- Born: Ruby Komisar July 20, 1997 (age 29) Shelburne, Ontario, Canada
- Genres: Folk; rock; indie pop;
- Instruments: Vocals; acoustic guitar;
- Years active: 2018–present
- Website: https://rubywatersmusic.com/

= Ruby Waters =

Canadian singer-songwriter

Ruby Waters (born Ruby Komisar; July 20, 1997) is a Canadian singer-songwriter.

Waters grew up in Shelburne, Ontario. Her parents, Peter Komisar and Debbie Bechamp, were in a country band together and introduced her to music at an early age. She began busking and performing in bars around the age of 13.

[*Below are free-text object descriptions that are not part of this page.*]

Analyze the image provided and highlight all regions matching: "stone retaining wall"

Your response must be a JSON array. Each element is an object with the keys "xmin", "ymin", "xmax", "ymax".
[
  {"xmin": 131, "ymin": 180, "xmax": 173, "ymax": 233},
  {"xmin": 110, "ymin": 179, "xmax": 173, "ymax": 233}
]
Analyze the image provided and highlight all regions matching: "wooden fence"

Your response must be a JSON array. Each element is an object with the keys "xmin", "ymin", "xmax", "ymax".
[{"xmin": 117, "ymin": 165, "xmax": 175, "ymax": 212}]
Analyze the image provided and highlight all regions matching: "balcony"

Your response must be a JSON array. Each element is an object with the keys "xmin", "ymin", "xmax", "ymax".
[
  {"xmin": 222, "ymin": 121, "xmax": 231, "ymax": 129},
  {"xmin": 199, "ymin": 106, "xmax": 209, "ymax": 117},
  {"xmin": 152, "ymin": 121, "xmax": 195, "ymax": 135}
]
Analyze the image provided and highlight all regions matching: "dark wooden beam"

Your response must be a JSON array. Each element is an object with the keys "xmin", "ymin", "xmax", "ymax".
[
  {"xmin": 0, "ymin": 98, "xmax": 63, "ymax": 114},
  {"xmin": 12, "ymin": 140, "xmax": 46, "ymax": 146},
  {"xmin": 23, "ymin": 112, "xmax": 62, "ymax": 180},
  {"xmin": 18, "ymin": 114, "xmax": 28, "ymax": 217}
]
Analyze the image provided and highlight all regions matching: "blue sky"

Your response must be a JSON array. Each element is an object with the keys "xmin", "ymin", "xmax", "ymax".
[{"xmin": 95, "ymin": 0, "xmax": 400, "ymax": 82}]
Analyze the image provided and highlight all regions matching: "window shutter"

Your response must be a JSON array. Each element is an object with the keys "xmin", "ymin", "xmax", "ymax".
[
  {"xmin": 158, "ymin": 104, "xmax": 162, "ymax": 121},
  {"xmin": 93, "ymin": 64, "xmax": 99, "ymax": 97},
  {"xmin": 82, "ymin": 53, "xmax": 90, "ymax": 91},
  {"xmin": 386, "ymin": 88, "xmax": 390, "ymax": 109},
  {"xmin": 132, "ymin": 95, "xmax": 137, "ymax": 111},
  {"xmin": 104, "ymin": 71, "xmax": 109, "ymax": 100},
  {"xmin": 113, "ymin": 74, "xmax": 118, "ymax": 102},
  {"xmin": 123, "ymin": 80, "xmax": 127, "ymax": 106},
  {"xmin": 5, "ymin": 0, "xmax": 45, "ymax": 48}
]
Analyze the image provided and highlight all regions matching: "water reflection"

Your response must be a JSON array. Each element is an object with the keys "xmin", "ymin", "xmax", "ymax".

Waters first attracted attention when a video of her performing her debut single "Sweet Sublime" became popular on Reddit. She followed up with the singles "Supernatural" and "Last Cigarette", and toured as an opening act for City and Colour on their 2019 tour, before releasing her debut EP Almost Naked.

She released her second EP, If It Comes Down to It, in 2020. In the same year she was featured on "Jungle", a track by rapper DillanPonders.

Her single "Blow" was released in 2021, and was named the 29th best Canadian song of the year in CBC Music's year-end charts for 2021. She performed in October 2021 at the Osheaga Festival's "Get Together" edition.

She received a Juno Award nomination for Alternative Album of the Year at the Juno Awards of 2022 for If It Comes Down to It.